The honour for the best block-hour performer goes to the cheeky
Hungarian upstartWizz, which has its 54 Airbus fleet on the move for
12.4 hours daily. Sixty-one additional aircraft are on order and the company
is reputed to be considering an IPO in London. Net profit surged almost
threefold this year to €89m, while income per passenger is up 5% to
€72.80 compared with €61 at industry leader Ryanair.

With upstart LCCs snapping at his heels, O’Leary has upped Ryanair’s
marketing spend, increased route frequencies and tailored the product.
The new ‘Business Plus’ fare offers business flyers flexibility on ticket
changes, 20 kilos checked-in bag allowance, fast track at selected
airports, priority boarding and premium seats.

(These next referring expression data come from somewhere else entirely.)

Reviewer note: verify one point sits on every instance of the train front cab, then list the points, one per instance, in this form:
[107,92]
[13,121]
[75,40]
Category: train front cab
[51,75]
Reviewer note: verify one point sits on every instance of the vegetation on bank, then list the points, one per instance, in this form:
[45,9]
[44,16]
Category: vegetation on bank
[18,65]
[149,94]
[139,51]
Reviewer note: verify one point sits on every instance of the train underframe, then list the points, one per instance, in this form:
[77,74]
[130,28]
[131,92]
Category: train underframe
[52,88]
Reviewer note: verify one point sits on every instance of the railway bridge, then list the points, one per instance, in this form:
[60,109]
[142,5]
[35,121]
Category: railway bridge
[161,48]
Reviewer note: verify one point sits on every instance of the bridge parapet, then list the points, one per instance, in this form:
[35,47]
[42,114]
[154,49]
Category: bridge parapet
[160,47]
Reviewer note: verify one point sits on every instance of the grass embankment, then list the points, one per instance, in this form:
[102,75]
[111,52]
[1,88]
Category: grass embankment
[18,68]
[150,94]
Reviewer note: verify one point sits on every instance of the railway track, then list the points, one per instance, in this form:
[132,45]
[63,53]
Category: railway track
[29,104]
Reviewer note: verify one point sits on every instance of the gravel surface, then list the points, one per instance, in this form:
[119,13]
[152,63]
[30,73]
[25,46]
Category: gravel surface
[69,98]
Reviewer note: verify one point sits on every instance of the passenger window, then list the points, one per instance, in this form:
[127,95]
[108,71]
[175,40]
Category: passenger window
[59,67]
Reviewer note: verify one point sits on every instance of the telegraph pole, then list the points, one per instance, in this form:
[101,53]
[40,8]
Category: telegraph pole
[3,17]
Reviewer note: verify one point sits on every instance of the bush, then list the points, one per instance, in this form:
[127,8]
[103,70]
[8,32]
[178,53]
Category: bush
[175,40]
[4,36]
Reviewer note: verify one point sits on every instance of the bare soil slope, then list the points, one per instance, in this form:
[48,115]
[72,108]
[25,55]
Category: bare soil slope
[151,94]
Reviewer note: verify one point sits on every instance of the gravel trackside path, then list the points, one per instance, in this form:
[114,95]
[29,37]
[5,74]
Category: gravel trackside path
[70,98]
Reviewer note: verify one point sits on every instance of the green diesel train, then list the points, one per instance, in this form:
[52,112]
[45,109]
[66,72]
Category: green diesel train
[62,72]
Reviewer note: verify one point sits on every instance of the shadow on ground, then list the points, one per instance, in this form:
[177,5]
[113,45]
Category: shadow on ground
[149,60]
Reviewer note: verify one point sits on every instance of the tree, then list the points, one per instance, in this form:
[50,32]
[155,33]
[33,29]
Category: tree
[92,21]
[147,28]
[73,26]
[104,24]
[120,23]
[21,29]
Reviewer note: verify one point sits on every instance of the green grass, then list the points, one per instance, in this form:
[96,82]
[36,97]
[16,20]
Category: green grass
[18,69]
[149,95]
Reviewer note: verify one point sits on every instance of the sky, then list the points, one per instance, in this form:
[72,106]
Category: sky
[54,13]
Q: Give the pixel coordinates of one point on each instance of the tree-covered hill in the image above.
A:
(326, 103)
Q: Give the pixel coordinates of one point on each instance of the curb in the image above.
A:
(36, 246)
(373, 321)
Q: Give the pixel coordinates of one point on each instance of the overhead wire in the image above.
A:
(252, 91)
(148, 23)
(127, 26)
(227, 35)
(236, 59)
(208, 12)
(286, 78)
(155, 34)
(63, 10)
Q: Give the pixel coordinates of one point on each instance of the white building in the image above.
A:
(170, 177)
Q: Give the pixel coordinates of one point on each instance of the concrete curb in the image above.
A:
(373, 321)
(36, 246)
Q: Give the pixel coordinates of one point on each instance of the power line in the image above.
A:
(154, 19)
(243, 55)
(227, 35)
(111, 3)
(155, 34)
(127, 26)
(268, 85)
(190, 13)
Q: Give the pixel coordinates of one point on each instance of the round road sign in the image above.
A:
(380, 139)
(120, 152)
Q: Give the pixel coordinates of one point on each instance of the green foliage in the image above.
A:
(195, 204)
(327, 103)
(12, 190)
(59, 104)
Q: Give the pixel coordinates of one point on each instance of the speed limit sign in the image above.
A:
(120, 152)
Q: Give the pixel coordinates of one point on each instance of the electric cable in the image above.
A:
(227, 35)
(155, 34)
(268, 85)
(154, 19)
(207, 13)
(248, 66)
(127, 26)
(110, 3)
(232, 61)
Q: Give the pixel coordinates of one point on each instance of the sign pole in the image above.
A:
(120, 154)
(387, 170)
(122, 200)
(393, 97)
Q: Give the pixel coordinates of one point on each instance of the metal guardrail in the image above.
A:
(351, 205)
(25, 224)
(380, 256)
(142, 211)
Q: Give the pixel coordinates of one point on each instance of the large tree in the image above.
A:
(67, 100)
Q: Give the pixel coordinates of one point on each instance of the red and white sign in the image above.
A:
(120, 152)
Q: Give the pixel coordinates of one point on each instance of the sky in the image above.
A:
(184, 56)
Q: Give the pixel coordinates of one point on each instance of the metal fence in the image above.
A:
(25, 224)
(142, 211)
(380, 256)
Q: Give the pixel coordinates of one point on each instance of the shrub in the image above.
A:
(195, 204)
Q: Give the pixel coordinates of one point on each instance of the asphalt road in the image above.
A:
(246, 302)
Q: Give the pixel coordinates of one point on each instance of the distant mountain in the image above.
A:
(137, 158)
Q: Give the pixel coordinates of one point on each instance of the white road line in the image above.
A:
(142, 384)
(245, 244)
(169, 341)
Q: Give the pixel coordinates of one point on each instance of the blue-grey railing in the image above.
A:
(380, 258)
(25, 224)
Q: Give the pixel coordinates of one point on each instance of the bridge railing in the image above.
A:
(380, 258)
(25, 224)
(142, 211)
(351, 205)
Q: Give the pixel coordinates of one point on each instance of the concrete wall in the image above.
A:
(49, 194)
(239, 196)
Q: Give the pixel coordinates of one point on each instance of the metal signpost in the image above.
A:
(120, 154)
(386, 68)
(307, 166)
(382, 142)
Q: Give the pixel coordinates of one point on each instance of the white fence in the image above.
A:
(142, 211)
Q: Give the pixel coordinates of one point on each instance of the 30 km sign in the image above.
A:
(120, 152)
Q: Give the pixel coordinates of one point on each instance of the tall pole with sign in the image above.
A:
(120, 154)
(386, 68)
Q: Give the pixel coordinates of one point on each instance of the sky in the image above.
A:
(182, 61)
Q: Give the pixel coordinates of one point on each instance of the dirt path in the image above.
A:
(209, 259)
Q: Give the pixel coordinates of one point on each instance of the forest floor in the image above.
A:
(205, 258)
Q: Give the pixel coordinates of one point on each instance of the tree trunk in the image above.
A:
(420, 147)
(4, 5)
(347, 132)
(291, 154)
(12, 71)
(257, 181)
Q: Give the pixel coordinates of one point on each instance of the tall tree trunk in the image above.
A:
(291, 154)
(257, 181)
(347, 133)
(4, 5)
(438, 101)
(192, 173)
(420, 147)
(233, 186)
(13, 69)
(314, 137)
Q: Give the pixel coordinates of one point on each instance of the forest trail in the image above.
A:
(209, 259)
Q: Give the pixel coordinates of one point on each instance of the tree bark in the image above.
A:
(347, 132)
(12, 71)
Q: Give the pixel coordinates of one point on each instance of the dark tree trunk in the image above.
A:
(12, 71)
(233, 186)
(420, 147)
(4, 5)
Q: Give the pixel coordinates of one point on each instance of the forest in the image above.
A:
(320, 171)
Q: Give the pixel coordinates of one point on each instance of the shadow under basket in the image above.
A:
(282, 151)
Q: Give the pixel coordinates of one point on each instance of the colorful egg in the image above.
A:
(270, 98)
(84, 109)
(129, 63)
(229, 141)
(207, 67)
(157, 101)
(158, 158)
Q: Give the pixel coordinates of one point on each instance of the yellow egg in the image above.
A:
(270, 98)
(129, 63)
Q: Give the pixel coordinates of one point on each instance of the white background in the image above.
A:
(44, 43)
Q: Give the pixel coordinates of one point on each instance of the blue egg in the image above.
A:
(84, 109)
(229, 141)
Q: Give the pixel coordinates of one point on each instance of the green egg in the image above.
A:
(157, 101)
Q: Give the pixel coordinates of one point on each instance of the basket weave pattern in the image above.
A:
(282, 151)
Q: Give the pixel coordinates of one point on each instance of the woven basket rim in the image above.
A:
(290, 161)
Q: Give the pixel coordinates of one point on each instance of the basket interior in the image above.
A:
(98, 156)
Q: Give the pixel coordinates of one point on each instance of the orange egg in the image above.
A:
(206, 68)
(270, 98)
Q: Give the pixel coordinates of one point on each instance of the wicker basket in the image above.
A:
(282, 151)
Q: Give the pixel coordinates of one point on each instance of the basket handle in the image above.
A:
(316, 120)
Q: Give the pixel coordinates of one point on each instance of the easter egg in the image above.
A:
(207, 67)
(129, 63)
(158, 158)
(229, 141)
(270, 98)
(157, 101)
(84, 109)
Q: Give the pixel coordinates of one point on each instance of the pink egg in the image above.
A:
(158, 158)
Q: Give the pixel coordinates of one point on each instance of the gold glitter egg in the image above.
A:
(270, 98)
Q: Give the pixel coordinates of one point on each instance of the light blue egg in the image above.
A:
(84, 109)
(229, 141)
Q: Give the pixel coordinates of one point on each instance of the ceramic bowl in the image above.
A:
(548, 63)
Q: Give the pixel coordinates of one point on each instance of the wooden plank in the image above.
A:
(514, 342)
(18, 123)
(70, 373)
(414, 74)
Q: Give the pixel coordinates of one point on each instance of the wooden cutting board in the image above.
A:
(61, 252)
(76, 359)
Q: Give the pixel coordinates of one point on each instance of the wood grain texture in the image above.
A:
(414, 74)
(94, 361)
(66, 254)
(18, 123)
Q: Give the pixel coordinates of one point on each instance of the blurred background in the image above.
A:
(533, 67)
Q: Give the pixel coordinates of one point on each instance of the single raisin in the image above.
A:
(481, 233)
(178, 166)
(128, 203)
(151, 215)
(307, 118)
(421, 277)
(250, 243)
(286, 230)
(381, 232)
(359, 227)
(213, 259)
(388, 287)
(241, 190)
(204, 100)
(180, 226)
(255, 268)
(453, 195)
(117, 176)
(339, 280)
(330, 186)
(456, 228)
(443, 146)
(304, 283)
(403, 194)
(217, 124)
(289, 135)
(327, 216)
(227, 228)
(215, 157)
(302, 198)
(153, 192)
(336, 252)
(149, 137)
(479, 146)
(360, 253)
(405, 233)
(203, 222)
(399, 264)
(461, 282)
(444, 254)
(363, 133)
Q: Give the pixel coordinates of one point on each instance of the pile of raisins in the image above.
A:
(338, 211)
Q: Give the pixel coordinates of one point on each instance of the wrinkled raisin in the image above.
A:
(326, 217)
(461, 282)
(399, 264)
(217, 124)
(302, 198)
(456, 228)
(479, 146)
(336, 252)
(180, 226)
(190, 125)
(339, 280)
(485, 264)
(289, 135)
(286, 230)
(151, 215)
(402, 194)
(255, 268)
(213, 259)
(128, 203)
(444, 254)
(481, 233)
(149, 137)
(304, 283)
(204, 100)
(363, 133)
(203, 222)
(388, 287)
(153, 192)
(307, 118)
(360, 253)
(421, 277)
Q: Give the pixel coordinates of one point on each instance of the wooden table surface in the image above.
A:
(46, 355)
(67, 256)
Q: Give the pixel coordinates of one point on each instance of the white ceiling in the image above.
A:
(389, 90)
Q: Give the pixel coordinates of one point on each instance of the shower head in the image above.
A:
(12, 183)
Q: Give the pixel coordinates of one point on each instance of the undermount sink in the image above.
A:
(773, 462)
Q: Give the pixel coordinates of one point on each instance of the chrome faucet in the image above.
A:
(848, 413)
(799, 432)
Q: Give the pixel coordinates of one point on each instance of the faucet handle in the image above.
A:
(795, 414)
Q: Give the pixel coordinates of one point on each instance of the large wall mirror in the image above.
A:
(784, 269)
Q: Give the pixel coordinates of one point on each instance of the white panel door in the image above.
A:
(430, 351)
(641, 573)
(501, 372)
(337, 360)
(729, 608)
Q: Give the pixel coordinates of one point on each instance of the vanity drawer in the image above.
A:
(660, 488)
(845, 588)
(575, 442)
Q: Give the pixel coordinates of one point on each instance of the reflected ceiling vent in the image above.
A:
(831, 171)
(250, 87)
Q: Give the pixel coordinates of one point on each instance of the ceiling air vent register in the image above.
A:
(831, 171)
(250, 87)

O’Leary has described initial uptake of the new business fares as ‘positive’,
and through September the load factor increased five points to 90%,
and 500,000 more tickets were sold than a year earlier. Full year profit
guidance is for an improvement of €120m on last year, for a net surplus
of around €640m.

That would be a net profit margin of 12% at a time of Europe-wide
austerity. No wonder so many competitors want to join the party.